Case in point: “While high-volume operations can more readily adopt lean concepts, there are a lot of tools that other organizations can use.” Huh?
That is from a rather garden variety article about a Calgary company that is heading down the lean trail. Nothing too noteworthy about the lean efforts and progress of Optima Manufacturing. Theirs seems to be a fairly typical lean journey – heavy on tools and feel-good stuff, but they will learn the true magnitude of the change and the incredible potential soon enough. Gotta crawl before you walk and so forth.
It is the line about lean being more applicable to high volume businesses that caught my eye … and caused me to stop and wonder, ‘according to who?’’ and to wonder where on earth that convoluted logic came to be accepted so cavalierly.
And then I came across the same notion again. This time in an article that ranks near the top in the amount of bad advice per sentence among the thousands of business articles I have read recently. In this one, some expert of dubious credentials asserts, “For high-end fashion or branded products, profitable revenue growth requires considerably higher marketing costs, including advertising, licensing, and marketing staff, or outside market research services to gather and analyze consumer data. Getting the product to the customer, a process know [sic] as the supply chain, will have higher costs as fashion products usually involve shorter, less efficient manufacturing runs.”
Now the ‘expert’ may be right for poorly run companies, but the notion that smaller production batches are inherently more costly is absurd. They are only more costly if have no knowledge of lean tools and principles. And of course the idea that you should begin with the premise that your product is inherently more costly and compound it with loads of non-value adding waste such as advertising and marketing staff is just plain ludicrous, but I digress …
Combining the two assertions – small runs are inherently more costly and there is nothing you can do about it but do a lot of smoke and mirror marketing stuff to pass those costs on to customers; and tat lean concepts are more readily applied to high volume operations and have less applicability to factories with lots of product variation. What a load of nonsense!
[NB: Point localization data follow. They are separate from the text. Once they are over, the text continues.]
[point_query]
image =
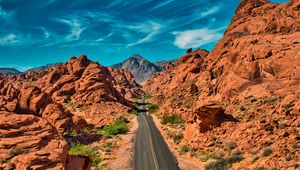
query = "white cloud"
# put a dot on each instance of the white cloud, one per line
(76, 28)
(104, 38)
(5, 15)
(161, 4)
(209, 12)
(197, 37)
(9, 39)
(151, 28)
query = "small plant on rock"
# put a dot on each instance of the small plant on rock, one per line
(173, 119)
(152, 108)
(267, 151)
(118, 127)
(77, 149)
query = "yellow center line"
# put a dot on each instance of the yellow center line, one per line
(151, 146)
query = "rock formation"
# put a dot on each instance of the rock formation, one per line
(253, 73)
(141, 68)
(39, 107)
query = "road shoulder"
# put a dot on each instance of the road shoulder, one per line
(185, 162)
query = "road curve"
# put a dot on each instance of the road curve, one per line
(151, 151)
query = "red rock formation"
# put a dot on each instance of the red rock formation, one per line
(253, 72)
(29, 142)
(38, 107)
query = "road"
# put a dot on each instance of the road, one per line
(151, 151)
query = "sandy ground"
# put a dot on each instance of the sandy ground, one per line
(185, 162)
(123, 154)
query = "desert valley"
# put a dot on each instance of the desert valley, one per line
(234, 107)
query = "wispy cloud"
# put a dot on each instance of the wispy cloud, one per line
(161, 4)
(197, 37)
(10, 39)
(104, 38)
(76, 28)
(151, 28)
(5, 15)
(209, 11)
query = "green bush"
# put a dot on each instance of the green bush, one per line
(267, 151)
(184, 149)
(225, 163)
(15, 151)
(173, 119)
(118, 127)
(133, 111)
(242, 108)
(121, 120)
(115, 129)
(152, 108)
(77, 149)
(177, 138)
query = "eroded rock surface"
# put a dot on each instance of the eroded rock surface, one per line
(253, 73)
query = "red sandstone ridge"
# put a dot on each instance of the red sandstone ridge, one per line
(253, 73)
(38, 107)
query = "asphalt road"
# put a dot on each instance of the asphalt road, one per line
(151, 151)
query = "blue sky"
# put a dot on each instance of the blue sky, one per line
(39, 32)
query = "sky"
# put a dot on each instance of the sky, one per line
(39, 32)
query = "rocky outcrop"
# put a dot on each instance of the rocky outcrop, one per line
(29, 142)
(253, 73)
(38, 107)
(141, 68)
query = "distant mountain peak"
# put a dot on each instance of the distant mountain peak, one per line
(141, 68)
(137, 56)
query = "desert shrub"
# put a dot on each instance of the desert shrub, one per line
(253, 100)
(225, 163)
(242, 108)
(288, 106)
(81, 109)
(108, 145)
(152, 108)
(86, 131)
(118, 127)
(230, 145)
(133, 111)
(173, 119)
(15, 151)
(267, 151)
(77, 149)
(177, 138)
(184, 149)
(115, 129)
(121, 120)
(147, 97)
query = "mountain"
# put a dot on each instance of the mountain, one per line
(41, 67)
(10, 71)
(43, 111)
(141, 68)
(241, 99)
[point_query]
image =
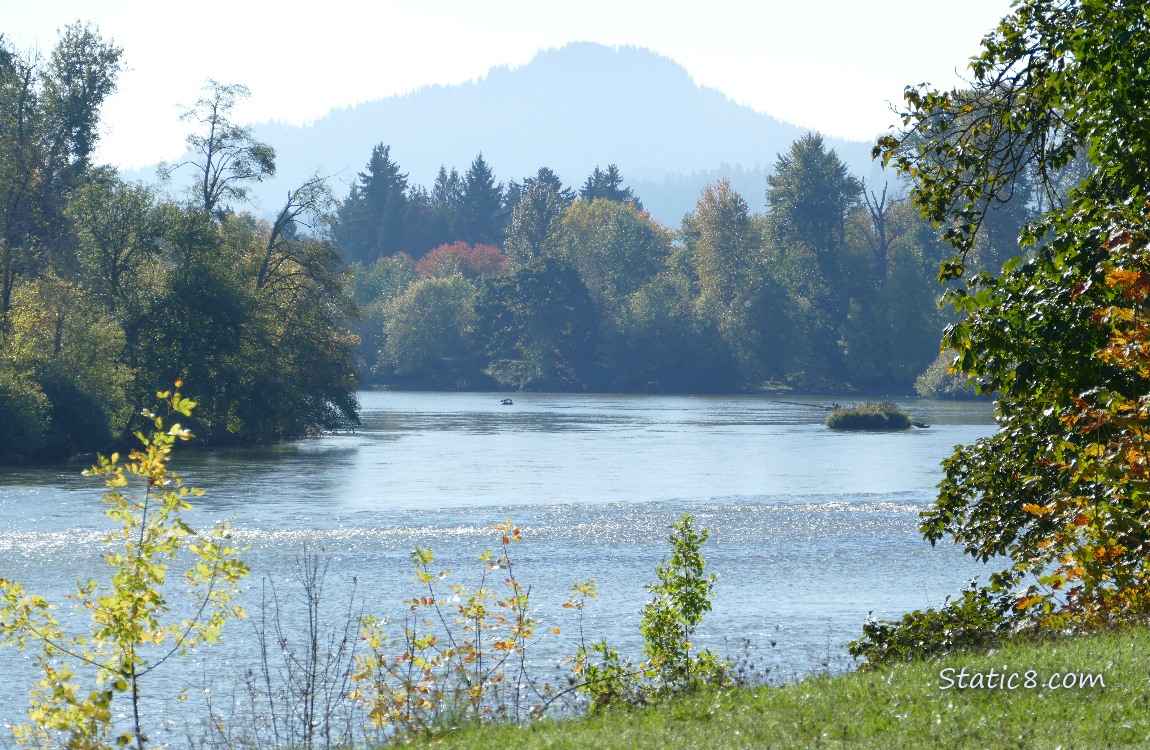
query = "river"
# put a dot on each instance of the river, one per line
(810, 529)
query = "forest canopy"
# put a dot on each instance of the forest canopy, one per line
(110, 289)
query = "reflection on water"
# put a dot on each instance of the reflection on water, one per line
(810, 529)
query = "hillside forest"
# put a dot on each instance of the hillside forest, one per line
(110, 289)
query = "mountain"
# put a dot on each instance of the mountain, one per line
(570, 109)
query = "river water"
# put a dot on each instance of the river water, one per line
(810, 529)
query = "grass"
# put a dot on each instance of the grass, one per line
(869, 416)
(902, 708)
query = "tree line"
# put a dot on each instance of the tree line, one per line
(108, 288)
(538, 285)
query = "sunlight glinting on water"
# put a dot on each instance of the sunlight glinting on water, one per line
(810, 530)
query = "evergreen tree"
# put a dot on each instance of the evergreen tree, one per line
(372, 221)
(608, 185)
(482, 205)
(810, 196)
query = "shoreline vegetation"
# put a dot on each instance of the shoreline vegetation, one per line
(899, 705)
(867, 416)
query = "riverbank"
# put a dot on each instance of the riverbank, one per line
(1079, 693)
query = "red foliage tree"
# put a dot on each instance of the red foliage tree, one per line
(460, 258)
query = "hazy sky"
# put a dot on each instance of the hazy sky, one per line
(829, 64)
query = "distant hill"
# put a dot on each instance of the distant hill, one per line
(570, 109)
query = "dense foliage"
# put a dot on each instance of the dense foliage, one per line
(833, 288)
(107, 288)
(1060, 490)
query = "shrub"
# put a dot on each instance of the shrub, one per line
(681, 597)
(869, 416)
(128, 638)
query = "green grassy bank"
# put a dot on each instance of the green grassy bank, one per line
(898, 708)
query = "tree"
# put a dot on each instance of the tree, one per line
(1059, 490)
(811, 193)
(372, 220)
(481, 205)
(129, 636)
(48, 130)
(615, 246)
(224, 155)
(429, 331)
(607, 184)
(473, 261)
(536, 224)
(539, 324)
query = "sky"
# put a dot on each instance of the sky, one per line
(835, 66)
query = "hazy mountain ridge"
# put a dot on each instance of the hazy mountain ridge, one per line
(572, 108)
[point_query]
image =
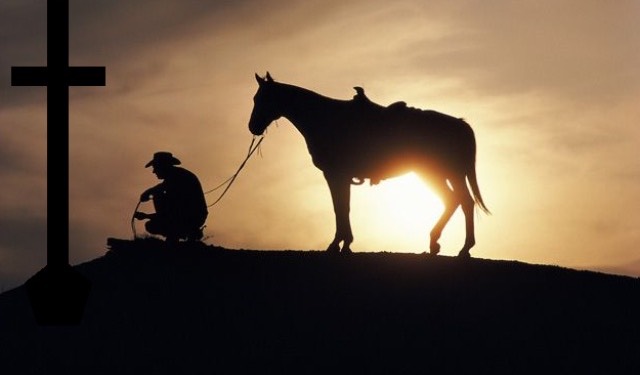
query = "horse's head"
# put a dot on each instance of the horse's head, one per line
(265, 105)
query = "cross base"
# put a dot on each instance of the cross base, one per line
(58, 295)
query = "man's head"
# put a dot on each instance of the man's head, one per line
(162, 162)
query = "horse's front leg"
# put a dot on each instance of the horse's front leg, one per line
(340, 188)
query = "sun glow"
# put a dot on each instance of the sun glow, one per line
(396, 215)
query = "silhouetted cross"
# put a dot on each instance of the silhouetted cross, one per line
(58, 293)
(57, 76)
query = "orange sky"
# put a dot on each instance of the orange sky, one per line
(551, 89)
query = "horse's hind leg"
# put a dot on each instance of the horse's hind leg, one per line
(450, 205)
(466, 201)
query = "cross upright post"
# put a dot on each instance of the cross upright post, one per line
(58, 293)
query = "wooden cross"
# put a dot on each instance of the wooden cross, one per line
(57, 76)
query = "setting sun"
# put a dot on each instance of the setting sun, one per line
(399, 213)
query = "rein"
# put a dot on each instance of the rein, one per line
(229, 181)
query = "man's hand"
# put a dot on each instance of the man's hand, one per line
(141, 215)
(145, 196)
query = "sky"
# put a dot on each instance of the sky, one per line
(551, 89)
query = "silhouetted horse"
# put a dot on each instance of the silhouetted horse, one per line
(352, 140)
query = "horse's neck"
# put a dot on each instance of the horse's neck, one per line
(306, 109)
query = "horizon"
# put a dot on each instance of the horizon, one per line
(550, 89)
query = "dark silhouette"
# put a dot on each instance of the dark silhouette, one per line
(211, 310)
(353, 140)
(179, 202)
(58, 293)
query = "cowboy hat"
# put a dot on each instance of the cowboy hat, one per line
(163, 158)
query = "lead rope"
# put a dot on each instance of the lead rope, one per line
(229, 181)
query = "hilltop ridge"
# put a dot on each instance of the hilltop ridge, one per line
(202, 309)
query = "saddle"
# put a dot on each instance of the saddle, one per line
(361, 98)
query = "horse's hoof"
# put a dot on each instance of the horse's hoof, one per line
(434, 248)
(464, 254)
(333, 249)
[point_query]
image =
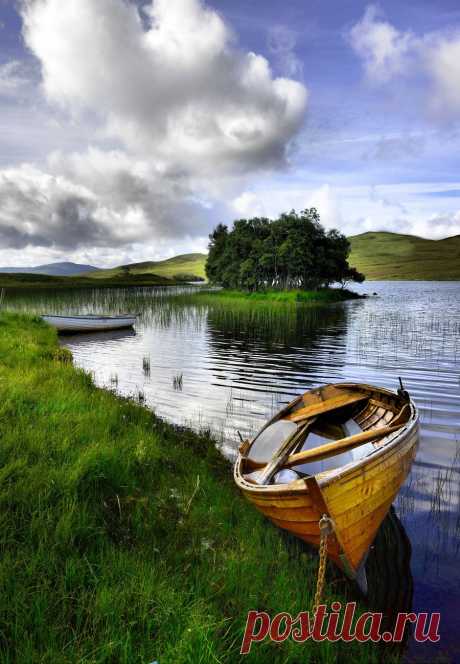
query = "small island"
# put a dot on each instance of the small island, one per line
(289, 259)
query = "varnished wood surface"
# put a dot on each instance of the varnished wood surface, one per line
(358, 496)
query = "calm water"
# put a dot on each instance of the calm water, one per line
(229, 368)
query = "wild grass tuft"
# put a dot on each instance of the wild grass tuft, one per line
(123, 539)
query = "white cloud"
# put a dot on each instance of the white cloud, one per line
(408, 208)
(179, 89)
(173, 112)
(97, 199)
(434, 58)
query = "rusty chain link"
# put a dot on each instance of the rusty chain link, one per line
(325, 528)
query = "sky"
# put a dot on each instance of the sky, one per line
(129, 129)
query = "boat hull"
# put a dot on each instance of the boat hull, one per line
(356, 497)
(89, 323)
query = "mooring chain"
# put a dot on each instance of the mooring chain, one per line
(325, 529)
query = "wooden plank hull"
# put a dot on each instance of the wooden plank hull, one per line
(356, 496)
(89, 323)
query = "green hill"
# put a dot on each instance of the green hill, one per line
(382, 255)
(185, 266)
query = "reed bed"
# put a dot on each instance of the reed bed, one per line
(123, 538)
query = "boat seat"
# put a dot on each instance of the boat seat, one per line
(270, 440)
(351, 427)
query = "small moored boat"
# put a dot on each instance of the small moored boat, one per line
(90, 323)
(341, 450)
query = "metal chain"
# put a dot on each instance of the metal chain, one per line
(325, 528)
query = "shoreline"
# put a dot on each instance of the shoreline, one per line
(291, 297)
(123, 537)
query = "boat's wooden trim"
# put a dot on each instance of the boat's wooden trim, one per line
(282, 454)
(338, 446)
(355, 496)
(326, 406)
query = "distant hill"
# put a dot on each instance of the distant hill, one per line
(64, 269)
(185, 266)
(382, 255)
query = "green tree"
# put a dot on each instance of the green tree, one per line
(293, 251)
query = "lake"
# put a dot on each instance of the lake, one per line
(228, 368)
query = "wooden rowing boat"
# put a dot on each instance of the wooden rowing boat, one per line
(89, 323)
(342, 450)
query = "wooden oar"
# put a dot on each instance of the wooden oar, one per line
(283, 452)
(322, 407)
(338, 446)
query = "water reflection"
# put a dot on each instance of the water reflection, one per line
(389, 576)
(240, 364)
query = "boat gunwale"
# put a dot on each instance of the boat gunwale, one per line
(91, 317)
(326, 477)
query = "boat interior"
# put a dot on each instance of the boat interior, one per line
(324, 430)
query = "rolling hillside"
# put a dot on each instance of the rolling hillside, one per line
(185, 266)
(63, 269)
(382, 255)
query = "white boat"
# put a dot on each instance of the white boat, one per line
(90, 323)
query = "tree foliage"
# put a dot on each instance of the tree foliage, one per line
(293, 251)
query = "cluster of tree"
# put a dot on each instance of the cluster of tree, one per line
(294, 251)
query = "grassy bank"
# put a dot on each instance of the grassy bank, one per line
(322, 296)
(123, 539)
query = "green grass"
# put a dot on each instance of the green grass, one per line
(185, 266)
(294, 297)
(381, 255)
(123, 539)
(41, 281)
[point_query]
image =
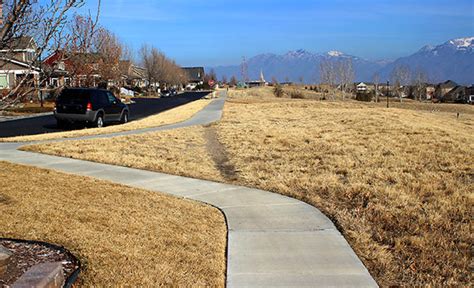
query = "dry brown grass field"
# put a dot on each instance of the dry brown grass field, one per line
(397, 182)
(123, 236)
(175, 115)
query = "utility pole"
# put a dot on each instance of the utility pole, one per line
(40, 81)
(388, 92)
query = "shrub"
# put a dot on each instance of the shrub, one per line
(365, 96)
(295, 94)
(278, 91)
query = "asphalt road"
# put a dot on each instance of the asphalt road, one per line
(142, 108)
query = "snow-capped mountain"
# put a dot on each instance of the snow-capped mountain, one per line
(294, 65)
(452, 60)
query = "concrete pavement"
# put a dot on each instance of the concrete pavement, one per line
(273, 240)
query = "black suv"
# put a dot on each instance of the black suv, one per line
(92, 106)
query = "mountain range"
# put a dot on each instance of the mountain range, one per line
(452, 60)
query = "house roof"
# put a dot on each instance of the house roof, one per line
(194, 73)
(448, 84)
(129, 70)
(20, 43)
(457, 90)
(17, 63)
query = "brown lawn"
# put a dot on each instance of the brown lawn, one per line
(123, 236)
(397, 182)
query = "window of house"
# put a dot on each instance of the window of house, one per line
(3, 81)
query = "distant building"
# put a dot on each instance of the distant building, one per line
(443, 88)
(362, 87)
(195, 74)
(132, 75)
(257, 83)
(17, 61)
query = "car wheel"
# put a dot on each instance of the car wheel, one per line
(124, 117)
(99, 122)
(61, 124)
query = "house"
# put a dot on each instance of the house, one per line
(257, 83)
(132, 75)
(17, 61)
(443, 88)
(457, 94)
(430, 91)
(195, 75)
(55, 67)
(75, 69)
(362, 87)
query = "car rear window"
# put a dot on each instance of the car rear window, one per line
(74, 96)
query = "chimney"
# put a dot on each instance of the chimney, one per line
(1, 12)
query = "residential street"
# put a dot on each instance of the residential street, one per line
(273, 239)
(142, 108)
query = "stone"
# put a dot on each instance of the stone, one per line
(46, 275)
(5, 256)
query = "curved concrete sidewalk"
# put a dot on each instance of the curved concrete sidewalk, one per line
(273, 240)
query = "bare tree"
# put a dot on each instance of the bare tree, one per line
(346, 75)
(376, 79)
(233, 81)
(161, 71)
(109, 49)
(400, 77)
(328, 73)
(45, 22)
(420, 80)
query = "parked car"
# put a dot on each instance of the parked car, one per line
(470, 99)
(166, 93)
(95, 107)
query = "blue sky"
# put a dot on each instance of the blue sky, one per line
(221, 32)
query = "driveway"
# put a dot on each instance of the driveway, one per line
(143, 107)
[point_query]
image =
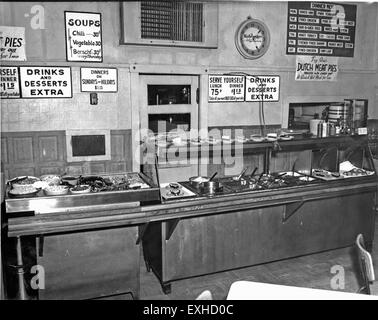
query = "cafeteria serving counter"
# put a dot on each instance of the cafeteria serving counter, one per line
(201, 234)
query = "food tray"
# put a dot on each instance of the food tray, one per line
(57, 191)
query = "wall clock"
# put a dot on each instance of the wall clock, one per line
(252, 38)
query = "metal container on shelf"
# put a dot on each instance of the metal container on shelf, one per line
(357, 115)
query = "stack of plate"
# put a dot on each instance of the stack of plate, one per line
(338, 111)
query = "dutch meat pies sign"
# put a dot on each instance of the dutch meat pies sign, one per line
(46, 82)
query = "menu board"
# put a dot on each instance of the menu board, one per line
(12, 44)
(9, 83)
(83, 36)
(46, 82)
(262, 88)
(226, 88)
(321, 28)
(98, 79)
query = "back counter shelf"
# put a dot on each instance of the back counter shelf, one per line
(206, 234)
(247, 227)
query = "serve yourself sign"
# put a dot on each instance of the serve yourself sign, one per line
(226, 88)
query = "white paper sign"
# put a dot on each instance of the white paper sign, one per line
(9, 83)
(12, 44)
(226, 88)
(83, 36)
(316, 68)
(98, 79)
(46, 82)
(262, 88)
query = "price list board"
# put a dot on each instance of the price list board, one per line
(321, 28)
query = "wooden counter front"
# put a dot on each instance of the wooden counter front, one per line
(195, 236)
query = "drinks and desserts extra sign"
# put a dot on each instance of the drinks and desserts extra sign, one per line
(9, 83)
(46, 82)
(227, 88)
(83, 36)
(12, 44)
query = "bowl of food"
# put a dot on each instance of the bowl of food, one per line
(23, 191)
(55, 190)
(51, 179)
(70, 180)
(80, 189)
(23, 181)
(198, 181)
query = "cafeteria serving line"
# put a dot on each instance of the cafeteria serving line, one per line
(148, 146)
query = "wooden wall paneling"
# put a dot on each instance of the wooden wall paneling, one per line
(118, 147)
(74, 169)
(48, 149)
(23, 150)
(97, 168)
(117, 167)
(280, 161)
(4, 151)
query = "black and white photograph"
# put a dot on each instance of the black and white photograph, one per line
(192, 151)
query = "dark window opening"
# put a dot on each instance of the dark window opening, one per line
(168, 94)
(160, 123)
(88, 145)
(171, 20)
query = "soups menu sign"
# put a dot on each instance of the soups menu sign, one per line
(83, 36)
(321, 28)
(46, 82)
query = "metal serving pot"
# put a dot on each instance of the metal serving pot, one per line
(212, 186)
(198, 182)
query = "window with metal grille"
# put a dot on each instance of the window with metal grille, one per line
(170, 20)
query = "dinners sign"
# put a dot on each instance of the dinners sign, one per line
(46, 82)
(83, 36)
(321, 28)
(98, 79)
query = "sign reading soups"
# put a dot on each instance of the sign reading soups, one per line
(262, 88)
(98, 79)
(12, 44)
(9, 83)
(226, 88)
(83, 36)
(46, 82)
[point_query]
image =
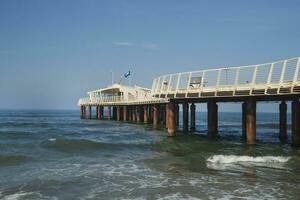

Am I missing something here? Seems fairly obvious to me that the more set ups a factory has to perform the more valuable set up reduction tools would be. Strikes me as a matter of common sense that if a factory only has one product with no variation the notion of one piece flow would be pretty irrelevant to them; while a factory with lots of products each being sold in small quantities would stand to benefit quite a bit from learning all it can about one piece flow.
In fact, the value of lean is the polar opposite of the notion that it is more applicable to high volume operations. Of course, everyone can benefit enormously from lean thinking because everyone has plenty of non-value adding waste. But on the factory floor the potential benefits from lean are enormously higher for a one off, custom machine builder than they are for a continuous flow chemical or food processor that makes one product flowing through a pipe.
Of course I hear it all the time … we aren’t like Toyota making one product on an assembly line. That goofy statement sounds like something someone would say when their notion of a modern, automotive assembly line is something akin to Lucy making chocolate candy on that now well-known conveyor belt; or they have an assembly line image of the 1920’s Ford Model T line making everything the color customers want them “so long as it is black”.
I suppose lean is easier to slam into a high volume, low mix factory because there is less to change; but it being easier is hardly the same thing as it being valuable or applicable. The bottom line is that, the more variety the factory must deal with, the greater the urgency to adopt lean principles should be.